Theresa Amato is the executive director Citizen Works which she started with Ralph Nader in 2001. After earning her degrees from Harvard University and the New York University School of Law, where she was a Root-Tilden Scholar, Amato clerked in the Southern District of New York for the Honorable Robert W. Sweet. She was a consultant to the Lawyers Committee for Human Rights (Human Rights First) and wrote an influential human rights report on child canecutters in Haiti and the Dominican Republic. She then became the youngest litigator at Public Citizen Litigation Group, where she was the Director of the Freedom of Information Clearinghouse in Washington D.C. In 1993, Amato founded the nationally-recognized, Illinois-based Citizen Advocacy Center and served as its executive director for eight years. She currently serves as its Board President. Most recently, she has launched Fair Contracts.org to reform the fine print in standard form contracts. In 2009, The New Press (New York) published her book, Grand Illusion: The Myth of Voter Choice in a Two-Party Tyranny. She also appears prominently in the Sundance-selected and Academy Awards short-listed documentary “An Unreasonable Man.”
Andrew Gold is a professor of law at the Depaul University College of law. His primary research interests address legal theory and the law of corporations. Following graduation from Duke University School of Law, he clerked with the Honorable Daniel Manion of the Seventh Circuit, and with the Honorable Loren Smith of the Court of Federal Claims. After his clerkships, he joined Skadden, Arps, Slate, Meagher & Flom, where he practiced corporate litigation. Professor Gold's article, "A Property Theory of Contract," was lead article in the 2009 volume of the Northwestern University Law Review.
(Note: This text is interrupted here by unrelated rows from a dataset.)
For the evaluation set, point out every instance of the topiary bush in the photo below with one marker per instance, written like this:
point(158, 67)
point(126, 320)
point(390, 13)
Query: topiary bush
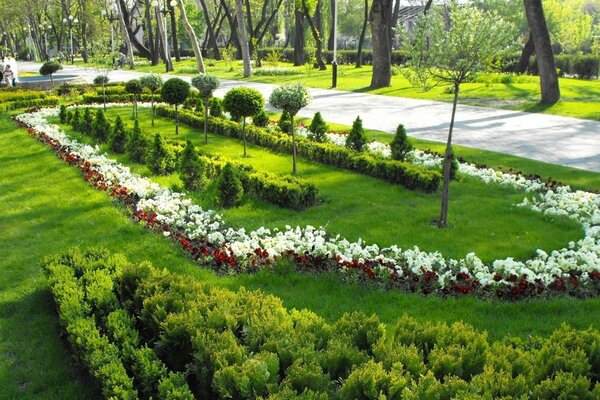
point(400, 145)
point(118, 136)
point(101, 127)
point(356, 140)
point(318, 128)
point(243, 102)
point(175, 91)
point(191, 168)
point(160, 159)
point(138, 144)
point(230, 187)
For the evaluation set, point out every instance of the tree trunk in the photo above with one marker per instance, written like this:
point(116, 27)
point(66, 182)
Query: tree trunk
point(299, 39)
point(243, 39)
point(174, 30)
point(316, 36)
point(526, 54)
point(361, 40)
point(193, 38)
point(126, 35)
point(443, 221)
point(381, 13)
point(543, 50)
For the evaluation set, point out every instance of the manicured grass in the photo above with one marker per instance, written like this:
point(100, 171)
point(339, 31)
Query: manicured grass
point(46, 208)
point(579, 97)
point(360, 207)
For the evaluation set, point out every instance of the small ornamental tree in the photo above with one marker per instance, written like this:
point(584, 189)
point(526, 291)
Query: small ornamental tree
point(206, 85)
point(356, 140)
point(100, 126)
point(160, 159)
point(453, 48)
point(153, 83)
point(49, 68)
point(134, 87)
point(102, 80)
point(242, 102)
point(400, 145)
point(175, 91)
point(118, 136)
point(191, 168)
point(230, 187)
point(138, 144)
point(291, 98)
point(318, 128)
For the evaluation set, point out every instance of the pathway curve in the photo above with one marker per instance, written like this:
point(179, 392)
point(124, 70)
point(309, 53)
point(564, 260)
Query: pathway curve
point(559, 140)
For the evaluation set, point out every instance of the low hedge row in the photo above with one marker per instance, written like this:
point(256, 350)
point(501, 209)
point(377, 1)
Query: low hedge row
point(246, 345)
point(102, 334)
point(403, 173)
point(285, 191)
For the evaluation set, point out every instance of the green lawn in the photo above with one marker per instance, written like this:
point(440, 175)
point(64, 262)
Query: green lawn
point(579, 99)
point(46, 208)
point(358, 207)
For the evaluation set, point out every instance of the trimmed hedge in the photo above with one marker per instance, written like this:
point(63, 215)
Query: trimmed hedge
point(403, 173)
point(246, 345)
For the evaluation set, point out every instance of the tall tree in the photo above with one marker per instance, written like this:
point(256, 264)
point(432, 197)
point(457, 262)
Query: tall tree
point(380, 18)
point(466, 44)
point(543, 50)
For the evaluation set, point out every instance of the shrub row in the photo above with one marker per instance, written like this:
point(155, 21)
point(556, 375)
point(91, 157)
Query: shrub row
point(246, 345)
point(406, 174)
point(102, 334)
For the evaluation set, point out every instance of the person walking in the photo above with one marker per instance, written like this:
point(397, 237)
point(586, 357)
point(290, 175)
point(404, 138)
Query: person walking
point(8, 75)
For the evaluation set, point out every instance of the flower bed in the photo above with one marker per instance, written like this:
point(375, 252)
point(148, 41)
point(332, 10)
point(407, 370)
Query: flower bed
point(574, 270)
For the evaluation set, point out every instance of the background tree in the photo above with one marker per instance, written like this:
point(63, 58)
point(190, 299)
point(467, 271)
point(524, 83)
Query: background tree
point(243, 102)
point(467, 43)
point(175, 91)
point(543, 50)
point(153, 83)
point(49, 68)
point(206, 85)
point(291, 98)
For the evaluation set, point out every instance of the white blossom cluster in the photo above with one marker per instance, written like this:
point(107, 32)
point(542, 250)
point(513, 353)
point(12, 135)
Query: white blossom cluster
point(179, 213)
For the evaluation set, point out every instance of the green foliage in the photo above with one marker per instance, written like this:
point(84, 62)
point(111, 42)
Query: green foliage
point(291, 98)
point(118, 136)
point(243, 102)
point(175, 91)
point(318, 127)
point(230, 187)
point(160, 159)
point(206, 84)
point(400, 146)
point(191, 168)
point(260, 119)
point(138, 144)
point(49, 68)
point(357, 140)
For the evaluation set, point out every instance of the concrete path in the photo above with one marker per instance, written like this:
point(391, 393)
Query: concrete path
point(559, 140)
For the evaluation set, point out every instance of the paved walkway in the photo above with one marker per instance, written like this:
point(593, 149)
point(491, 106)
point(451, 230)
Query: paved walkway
point(558, 140)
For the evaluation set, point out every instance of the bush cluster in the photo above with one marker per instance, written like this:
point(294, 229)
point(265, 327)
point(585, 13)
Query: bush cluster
point(208, 342)
point(393, 171)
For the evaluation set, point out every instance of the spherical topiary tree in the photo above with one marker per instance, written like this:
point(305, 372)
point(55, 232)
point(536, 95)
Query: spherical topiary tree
point(242, 102)
point(49, 68)
point(134, 88)
point(356, 140)
point(230, 187)
point(291, 98)
point(153, 83)
point(318, 128)
point(400, 146)
point(175, 91)
point(102, 80)
point(206, 85)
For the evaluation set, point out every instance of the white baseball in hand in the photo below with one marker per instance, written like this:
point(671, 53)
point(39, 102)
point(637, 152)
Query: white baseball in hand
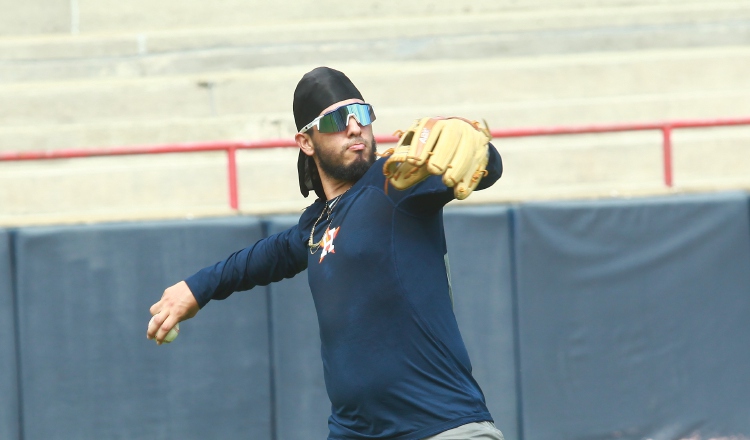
point(172, 333)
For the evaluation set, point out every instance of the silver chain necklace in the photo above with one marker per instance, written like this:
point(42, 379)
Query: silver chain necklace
point(328, 208)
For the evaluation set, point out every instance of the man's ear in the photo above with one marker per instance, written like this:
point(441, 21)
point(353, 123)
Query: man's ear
point(304, 142)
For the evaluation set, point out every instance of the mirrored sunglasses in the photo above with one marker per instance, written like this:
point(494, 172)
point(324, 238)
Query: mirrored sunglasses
point(336, 120)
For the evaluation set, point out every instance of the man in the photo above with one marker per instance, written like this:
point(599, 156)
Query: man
point(394, 362)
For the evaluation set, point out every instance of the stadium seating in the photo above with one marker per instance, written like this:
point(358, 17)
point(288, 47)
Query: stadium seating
point(102, 74)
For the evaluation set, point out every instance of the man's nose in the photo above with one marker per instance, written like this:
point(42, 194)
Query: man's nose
point(353, 127)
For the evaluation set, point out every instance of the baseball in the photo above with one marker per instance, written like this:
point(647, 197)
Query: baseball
point(172, 333)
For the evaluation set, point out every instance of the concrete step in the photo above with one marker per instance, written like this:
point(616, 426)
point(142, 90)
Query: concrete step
point(84, 16)
point(425, 84)
point(35, 17)
point(518, 33)
point(189, 185)
point(280, 125)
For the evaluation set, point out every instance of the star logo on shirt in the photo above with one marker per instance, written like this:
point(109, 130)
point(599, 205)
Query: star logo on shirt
point(327, 242)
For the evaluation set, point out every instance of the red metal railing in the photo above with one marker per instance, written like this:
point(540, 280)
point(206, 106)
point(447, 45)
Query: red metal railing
point(231, 147)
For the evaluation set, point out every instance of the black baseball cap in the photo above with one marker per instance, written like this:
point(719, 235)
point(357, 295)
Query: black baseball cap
point(317, 90)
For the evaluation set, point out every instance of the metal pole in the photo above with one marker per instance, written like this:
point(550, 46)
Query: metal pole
point(667, 150)
point(232, 173)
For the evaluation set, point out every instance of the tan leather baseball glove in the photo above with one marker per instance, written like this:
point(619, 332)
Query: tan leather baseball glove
point(453, 147)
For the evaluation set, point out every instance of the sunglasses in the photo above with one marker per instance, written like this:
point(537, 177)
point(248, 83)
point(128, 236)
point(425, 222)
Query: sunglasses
point(336, 120)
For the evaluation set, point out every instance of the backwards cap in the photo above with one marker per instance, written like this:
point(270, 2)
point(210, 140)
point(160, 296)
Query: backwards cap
point(317, 90)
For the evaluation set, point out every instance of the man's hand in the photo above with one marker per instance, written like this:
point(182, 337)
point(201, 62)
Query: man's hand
point(176, 304)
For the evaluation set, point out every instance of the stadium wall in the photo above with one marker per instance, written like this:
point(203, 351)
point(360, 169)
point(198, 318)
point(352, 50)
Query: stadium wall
point(584, 319)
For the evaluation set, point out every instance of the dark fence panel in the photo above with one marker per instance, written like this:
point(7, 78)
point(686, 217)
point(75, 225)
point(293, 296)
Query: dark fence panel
point(88, 370)
point(633, 318)
point(480, 261)
point(9, 411)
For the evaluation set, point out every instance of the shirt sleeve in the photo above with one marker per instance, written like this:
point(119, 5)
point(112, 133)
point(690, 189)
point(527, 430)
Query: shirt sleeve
point(429, 196)
point(274, 258)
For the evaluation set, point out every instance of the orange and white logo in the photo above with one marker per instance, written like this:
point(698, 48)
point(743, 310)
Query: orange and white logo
point(327, 242)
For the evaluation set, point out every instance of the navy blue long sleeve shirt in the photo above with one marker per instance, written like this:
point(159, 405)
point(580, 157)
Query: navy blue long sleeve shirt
point(395, 365)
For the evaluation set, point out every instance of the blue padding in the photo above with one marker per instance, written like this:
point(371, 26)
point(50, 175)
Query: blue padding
point(480, 261)
point(302, 406)
point(88, 370)
point(9, 414)
point(634, 318)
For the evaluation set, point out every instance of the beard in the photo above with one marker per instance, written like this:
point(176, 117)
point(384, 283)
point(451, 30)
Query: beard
point(331, 162)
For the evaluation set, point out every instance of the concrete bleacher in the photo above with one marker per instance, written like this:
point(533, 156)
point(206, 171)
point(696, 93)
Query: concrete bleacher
point(99, 74)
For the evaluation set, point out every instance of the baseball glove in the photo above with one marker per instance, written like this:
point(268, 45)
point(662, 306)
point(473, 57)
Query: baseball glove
point(455, 148)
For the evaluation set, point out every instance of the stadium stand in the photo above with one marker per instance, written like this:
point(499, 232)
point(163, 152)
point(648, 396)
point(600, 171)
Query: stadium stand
point(105, 74)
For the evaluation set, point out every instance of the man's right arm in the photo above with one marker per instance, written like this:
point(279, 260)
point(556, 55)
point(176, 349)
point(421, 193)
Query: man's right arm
point(274, 258)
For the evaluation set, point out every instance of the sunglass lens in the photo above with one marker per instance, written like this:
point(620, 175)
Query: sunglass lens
point(338, 119)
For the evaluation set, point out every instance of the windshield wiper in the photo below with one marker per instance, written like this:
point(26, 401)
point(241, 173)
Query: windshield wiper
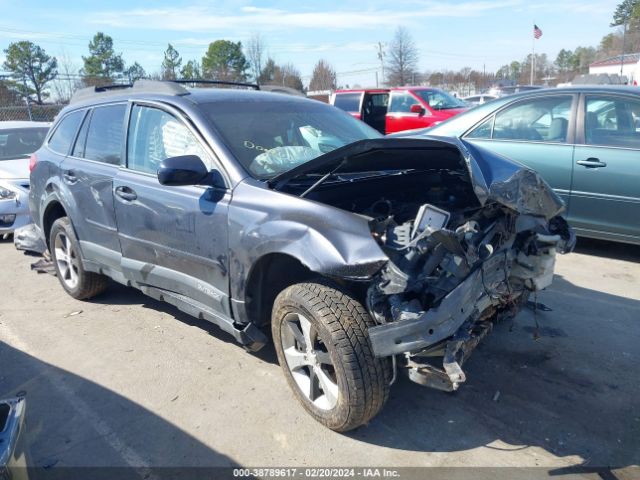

His recent publications also include articles in the William and Mary, U.C. Davis, and Maryland law reviews. In 2007, Professor Gold received the College of Law's Award for Excellence in Scholarship, and, in 2010, he received the Award for Excellence in Teaching. During the 2011-2012 academic year, Professor Gold was a Visiting Scholar at Harvard Law School, and in Fall 2011, he was an HLA Hart Visiting Fellow at the University of Oxford. His scholarship has focused on contract theory; private law theory; fiduciary duties in corporate law; and Section 10(b) of the Securities Exchange Act.
David Horton joined the UC Davis faculty in 2012, after three years at Loyola Law School, Los Angeles. He received his B.A. cum laude from Carleton College in 1997 and his J.D. from UCLA School of Law in 2004. At UCLA, he was elected to the Order of the Coif and served as Chief Articles Editor of the UCLA Law Review. He then practiced at Morrison & Foerster in San Francisco and clerked for the Honorable Ronald M. Whyte of the United States District Court for the Northern District of California. From 2007 to 2009, he taught legal research and writing at UC Berkeley School of Law. Horton’s research focuses on wills and trusts, federal arbitration law, and contracts. His recent work has appeared or will soon appear in the NYU Law Review, Northwestern University Law Review, Georgetown Law Journal, UCLA Law Review, Notre Dame Law Review, North Carolina Law Review, University of Colorado Law Review, and Virginia Law Review in Brief, among others. He also wrote an amicus brief on behalf of contracts professors in AT&T Mobility LLC v. Concepcion, the recent Supreme Court case.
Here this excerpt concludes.